Due to a critical OpenType font driver vulnerability affecting every version of Windows ever, Microsoft has released an out-of-band emergency update to address this huge issue (emphasis added):
“This is a complete exploit which allows even an escape of the Chrome sandbox through a kernel bug; the proof of exploit code runs the Windows calculator calc.exe with system privileges under winlogon.exe,” Trend Micro researchers explained in a blog post.
“There are multiple ways an attacker could exploit this vulnerability, such as by convincing a user to open a specially crafted document, or by convincing a user to visit an untrusted webpage that contains embedded OpenType fonts,” Microsoft’s advisory (MS15-078) explained.
While Microsoft said the vulnerability was public, the software giant said it did not have any details indicating that the flaw had been exploited to attack customers.

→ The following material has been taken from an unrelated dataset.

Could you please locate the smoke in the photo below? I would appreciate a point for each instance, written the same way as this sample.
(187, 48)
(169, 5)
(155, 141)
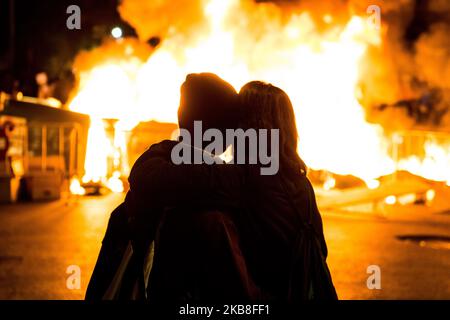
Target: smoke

However, Microsoft warned that exploit code could be created in such a way that “an attacker could consistently exploit” the vulnerability.
Microsoft customers that have automatic updating enabled should already be protected, as the update will be downloaded and installed automatically. Users who do not have automatic updating enabled, or who install updates manually should install the update, with information on doing so manually available online.
Microsoft also provided information on workarounds for various versions of Windows.
Get those Windows machines patched ASAP or risk potential compromise.